Big Catholic Guilt

As anyone who has seen them live can attest, there are few bands that can come close to matching the intensity and innovativeness of Big Catholic Guilt. The Boston-based group has often been compared to Ministry because of their combination of thrashing guitars and samplers, but that comparison is not really accurate. Big Catholic Guilt are more concerned with writing strong songs, not just piling on the noise. With the extremely intense, almost possessed looking Sam Jordan as frontman, the group has proven to be one of the strongest live outfits around.

The group was started up in 1990 by core members Jordan and sampler/programmer Tim Osbourne, who are responsible for the basic songwriting. Guitarists Jason Kahn and Jon Walsh and drummer J. “Bodo” Potts were then brought in to round out the sound and adapt the music for live performance. The current line-up is Jordan, Osbourne, Kahn, Walsh, M Crazz (bass) and Perry James (drums). Big Catholic Guilt have a self-released CD, Possession, and now have a new EP, Judgement, out on Cherrydisc (distributed through Relativity).

“We felt that now was the time to get something out, we wanted something out now,” says Jordan on the release. “We wanted to not have to go through a lot to get something out nationally so we went ahead and went for it. It was easy to negotiate with Cherrydisc, John Horten’s a great guy and was very easy to work with.”

The first Big Catholic Guilt radio tapes hit the airwaves in August of 1990. By the next spring, Big Catholic Guilt was rapidly gaining recognition, earning a nomination in the WFNX/Phoenix Best Music Poll, and audiences started wondering whether the outfit was just a studio project or a full live band. So the duo put together a band and quickly became famous for their strong live shows.

Sonically, Judgement is superior to its predecessor due to improved recording conditions. While the first CD was done in producer Lamar Lowder’s home studio, the new release was done in state of the art 24 track recording facilities. This time around, the group used all 16 bit samplers, and the improved technology allowed the group to push the medium to the limits.

Electronics figure prominently in Big Catholic Guilt’s music, and the group manages to use them in a very creative fashion. For example, the remix of “Silence,” off the new CD, was created by Big Catholic Guilt sampling their own music. “There’s technically no live performance,” says Jordan of the track. “But the samples are of our own guitar loops, of my voice off of tape, all off of our own tapes … so you get this live thing that still heavily deals with technology and sampling.”

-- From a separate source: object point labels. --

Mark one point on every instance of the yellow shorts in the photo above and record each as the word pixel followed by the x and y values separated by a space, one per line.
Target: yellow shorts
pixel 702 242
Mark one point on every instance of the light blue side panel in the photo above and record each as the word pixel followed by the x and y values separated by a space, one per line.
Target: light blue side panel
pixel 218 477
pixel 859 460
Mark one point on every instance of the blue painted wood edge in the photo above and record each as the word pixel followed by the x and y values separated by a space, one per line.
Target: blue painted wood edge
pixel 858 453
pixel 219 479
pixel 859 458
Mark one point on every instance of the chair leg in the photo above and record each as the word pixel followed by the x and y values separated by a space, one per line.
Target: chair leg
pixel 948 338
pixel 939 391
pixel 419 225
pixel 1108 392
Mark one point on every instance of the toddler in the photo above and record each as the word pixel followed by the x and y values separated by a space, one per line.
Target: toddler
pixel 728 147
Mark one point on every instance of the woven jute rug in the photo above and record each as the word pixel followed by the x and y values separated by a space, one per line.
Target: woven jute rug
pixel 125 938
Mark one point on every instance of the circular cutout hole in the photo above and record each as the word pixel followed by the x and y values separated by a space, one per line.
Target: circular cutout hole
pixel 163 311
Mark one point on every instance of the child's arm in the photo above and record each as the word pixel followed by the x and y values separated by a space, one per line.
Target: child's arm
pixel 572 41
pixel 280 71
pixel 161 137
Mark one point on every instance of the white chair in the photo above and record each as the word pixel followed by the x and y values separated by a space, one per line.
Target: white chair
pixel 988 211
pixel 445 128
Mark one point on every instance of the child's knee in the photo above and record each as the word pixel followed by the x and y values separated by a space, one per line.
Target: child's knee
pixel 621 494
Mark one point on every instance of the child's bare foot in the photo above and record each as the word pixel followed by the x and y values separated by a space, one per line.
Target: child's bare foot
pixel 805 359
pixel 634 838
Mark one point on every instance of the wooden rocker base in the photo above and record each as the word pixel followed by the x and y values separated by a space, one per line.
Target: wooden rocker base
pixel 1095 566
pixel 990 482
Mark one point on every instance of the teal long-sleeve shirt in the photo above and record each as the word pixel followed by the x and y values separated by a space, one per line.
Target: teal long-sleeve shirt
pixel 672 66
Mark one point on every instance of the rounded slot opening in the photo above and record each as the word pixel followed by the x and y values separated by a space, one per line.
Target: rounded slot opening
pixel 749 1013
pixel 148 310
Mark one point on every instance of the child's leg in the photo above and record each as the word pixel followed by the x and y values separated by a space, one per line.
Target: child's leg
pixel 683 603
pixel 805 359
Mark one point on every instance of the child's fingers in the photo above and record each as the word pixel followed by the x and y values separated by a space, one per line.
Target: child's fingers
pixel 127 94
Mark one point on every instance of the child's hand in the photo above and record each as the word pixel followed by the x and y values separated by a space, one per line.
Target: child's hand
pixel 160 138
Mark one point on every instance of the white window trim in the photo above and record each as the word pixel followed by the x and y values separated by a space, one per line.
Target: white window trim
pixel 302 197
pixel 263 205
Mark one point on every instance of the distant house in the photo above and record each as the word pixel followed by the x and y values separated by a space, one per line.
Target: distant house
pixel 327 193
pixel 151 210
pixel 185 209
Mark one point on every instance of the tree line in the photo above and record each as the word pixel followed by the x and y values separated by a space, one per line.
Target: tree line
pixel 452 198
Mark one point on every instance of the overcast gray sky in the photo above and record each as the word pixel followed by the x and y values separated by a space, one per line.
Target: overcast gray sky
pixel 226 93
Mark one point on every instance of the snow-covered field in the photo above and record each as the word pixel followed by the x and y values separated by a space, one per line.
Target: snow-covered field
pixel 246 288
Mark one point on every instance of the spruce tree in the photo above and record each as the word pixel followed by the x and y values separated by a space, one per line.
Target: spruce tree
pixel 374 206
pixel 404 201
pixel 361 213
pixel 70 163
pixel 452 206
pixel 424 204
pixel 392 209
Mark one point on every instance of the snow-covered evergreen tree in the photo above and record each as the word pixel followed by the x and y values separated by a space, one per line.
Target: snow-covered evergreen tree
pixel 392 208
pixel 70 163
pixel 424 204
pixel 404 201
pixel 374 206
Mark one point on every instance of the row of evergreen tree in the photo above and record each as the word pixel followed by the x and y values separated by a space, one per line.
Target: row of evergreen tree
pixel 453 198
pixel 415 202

For live performances, Osbourne stands behind an elaborate set up of MIDI triggers, playing virtually all of the samples live. Technology constraints have made this difficult, but the group is almost to the point of being able to do everything live. “And when we say that, that’s to say that there’s still a lot of sampled stuff, but it’s 100% triggered. If it be a bass line, it’s a bass line that he’s triggering note by note of measure by measure, but it’s performed live, it exists because Tim makes it exist.”

“In the past, tape would take over some overflow, because our gear just wouldn’t handle that amount of information,” Osbourne explains. “That’s been minimalized and will disappear. Our goal is to remove that element so that everything is live.”

Early on, Jordan would use vocal processing to distort his voice, but is now getting away from that, primarily because it has become over used. “The emotion that’s there is more important than the effect, at first is was kind of fun, we basically just did it because it was fun and it had a cool feel to it, but then as we did more performance we realized that there was more depth without the effect.”

Another reason for getting away from the effects was to avoid sounding like everyone else”It’s become cliched,” explains Osbourne on the use of distortion. “I think the effects actually strip away the nuances and angst and the real emotion in the vocals and you sound like Nitzer Ebb”

Although they use technology and create aggressive music, Big Catholic Guilt do not feel that they are not “industrial.” As Osbourne explains, the current crop of bands being slapped with that label are a far cry from such “industrial” pioneers are Throbbing Gristle. Rather, Big Catholic guilt see their music as a healthy fusion of styles.”It’s no sin to use guitars blended with samplers, I think more and more that’s happening,” says Jordan. “All elements are starting to cross over more. “I think cross over is a natural part of popular music at this point.”

Jordan goes on to say that like any new technique being incorporated into music, electronics were looked down upon at first but are now gaining acceptance within rock music.

“People made just as big a stink when the first guy came walking our with the Fender Precision Bass. Because you don’t do that, it’s just wrong to do that,” he says. “Bob Dylan gets booed for playing an electric guitar at the Newport Jazz festival. It was much the same type of rebellion over anything new, it takes a lot for someone to break out.”

Now that they have a national release, Big Catholic Guilt are eager to hit the road and do more extensive touring in the future. But Jordan stresses that the group is not really looking to get away from the local music scene.

“The Boston local scene is much more vibrant than people give it credit for,” he says. “There’s a lot of bands who are getting signed and doing well in Boston…..You go down to New York, and I defy somebody to find that many bands in New York who do that well. It’s a much more vibrant scene then in a lot of places.